Data out earlier in the session showed that the preliminary version of HSBC’s purchasing managers’ index for China dropped to 48.1 in March from February’s 48.5. It was the lowest reading since July 2013 and was below consensus expectations of a modest rise. The worse than expected Chinese data suggested that the slowdown in the world’s second-biggest economy is deepening.
In the past, traders have reacted to bad Chinese economic news in a more positive light amid hopes that the Chinese government would take action to ensure it meets its growth target of about 7.5 per cent.
But that confidence has been shaken lately.
“It is very much a different policy backdrop, monetary and fiscal,” said Craig Fehr, Canadian markets specialist at Edward Jones in St. Louis.
“It’s clear that officials in China will be far more tolerant of a little slower growth because there is a broader shift occurring where officials would like to see an economy that is far more domestic consumption based.”
The gold sector was the leading decliner, down about 4.35 per cent as April bullion shed $24.80 to US$1,311.20 an ounce.

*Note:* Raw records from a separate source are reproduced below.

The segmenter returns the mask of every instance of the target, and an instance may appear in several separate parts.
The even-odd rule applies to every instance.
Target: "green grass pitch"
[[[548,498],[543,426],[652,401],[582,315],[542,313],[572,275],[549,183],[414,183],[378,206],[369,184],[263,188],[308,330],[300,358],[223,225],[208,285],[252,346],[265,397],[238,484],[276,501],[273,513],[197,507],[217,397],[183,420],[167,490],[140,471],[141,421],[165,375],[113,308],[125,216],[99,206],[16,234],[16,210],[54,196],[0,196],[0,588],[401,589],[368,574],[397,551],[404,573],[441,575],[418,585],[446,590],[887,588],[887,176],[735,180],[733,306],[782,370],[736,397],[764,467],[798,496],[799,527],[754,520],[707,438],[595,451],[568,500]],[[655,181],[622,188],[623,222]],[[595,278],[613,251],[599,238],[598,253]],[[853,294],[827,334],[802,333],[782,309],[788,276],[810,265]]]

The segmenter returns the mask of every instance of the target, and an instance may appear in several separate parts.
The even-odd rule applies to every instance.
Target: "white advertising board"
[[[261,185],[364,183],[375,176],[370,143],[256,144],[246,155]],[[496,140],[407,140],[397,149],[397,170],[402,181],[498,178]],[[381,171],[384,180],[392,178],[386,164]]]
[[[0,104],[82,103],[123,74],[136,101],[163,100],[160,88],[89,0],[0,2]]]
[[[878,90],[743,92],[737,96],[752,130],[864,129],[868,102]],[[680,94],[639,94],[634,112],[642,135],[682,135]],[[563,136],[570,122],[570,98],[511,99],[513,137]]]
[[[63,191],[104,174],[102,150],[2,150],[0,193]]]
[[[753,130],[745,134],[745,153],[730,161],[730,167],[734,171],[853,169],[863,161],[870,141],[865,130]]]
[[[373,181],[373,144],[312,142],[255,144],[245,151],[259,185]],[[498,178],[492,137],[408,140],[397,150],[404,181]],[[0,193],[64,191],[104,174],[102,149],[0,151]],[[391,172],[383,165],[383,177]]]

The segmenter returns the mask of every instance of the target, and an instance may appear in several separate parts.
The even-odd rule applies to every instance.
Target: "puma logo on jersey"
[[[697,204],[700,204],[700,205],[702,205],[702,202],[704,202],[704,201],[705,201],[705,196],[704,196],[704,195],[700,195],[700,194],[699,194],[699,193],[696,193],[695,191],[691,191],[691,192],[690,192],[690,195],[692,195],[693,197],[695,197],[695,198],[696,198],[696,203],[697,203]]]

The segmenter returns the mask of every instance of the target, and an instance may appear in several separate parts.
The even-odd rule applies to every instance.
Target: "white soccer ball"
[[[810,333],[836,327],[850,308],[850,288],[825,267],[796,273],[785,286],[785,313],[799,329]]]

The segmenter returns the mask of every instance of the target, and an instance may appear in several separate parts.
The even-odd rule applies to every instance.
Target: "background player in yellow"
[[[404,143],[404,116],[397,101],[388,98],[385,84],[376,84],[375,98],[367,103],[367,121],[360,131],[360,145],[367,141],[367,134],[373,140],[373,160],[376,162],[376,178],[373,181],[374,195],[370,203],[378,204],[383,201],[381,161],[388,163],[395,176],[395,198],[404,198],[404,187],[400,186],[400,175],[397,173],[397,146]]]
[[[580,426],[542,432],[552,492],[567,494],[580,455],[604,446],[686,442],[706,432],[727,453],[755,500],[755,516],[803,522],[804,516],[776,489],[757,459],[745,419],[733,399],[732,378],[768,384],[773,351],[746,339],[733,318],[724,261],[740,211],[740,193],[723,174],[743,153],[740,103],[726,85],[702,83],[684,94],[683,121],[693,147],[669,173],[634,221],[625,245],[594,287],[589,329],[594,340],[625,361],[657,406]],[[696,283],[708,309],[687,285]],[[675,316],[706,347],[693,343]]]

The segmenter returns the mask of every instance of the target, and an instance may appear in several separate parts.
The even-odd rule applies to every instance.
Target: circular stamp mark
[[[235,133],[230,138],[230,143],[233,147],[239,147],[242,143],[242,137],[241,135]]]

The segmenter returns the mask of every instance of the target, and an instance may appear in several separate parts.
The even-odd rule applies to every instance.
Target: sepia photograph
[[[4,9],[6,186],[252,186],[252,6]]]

Gold prices initially spiked in the wake of Russia’s invasion of Crimea earlier this month. But they backed off as any threat of military retaliation quickly evaporated while sanctions have been aimed at specific individuals, not the main Russian economy.
The metals and mining sector gave up early gains to move down 1.48 per cent while May copper was unchanged at US$2.95 a pound. Worries about China have pushed the sector down more than six per cent this month, making that group the leading loser, while copper prices have fallen more than 7.5 per cent.
The energy sector edged up 0.11 per cent as the May crude contract on the New York Mercantile Exchange gained 14 cents to US$99.60 a barrel.
The tech sector was ahead 0.47 per cent and BlackBerry (TSX:BB) was up 31 cents to C$10.50 ahead of earnings from the smartphone maker coming out on Friday. On average, investors expect the company to post revenue of $1.1 billion and a net loss of about 57 cents a share. That is down sharply from a year ago when BlackBerry posted revenue of $2.2 billion and earnings per share of 18 cents.
Utilities and financials also supported the TSX.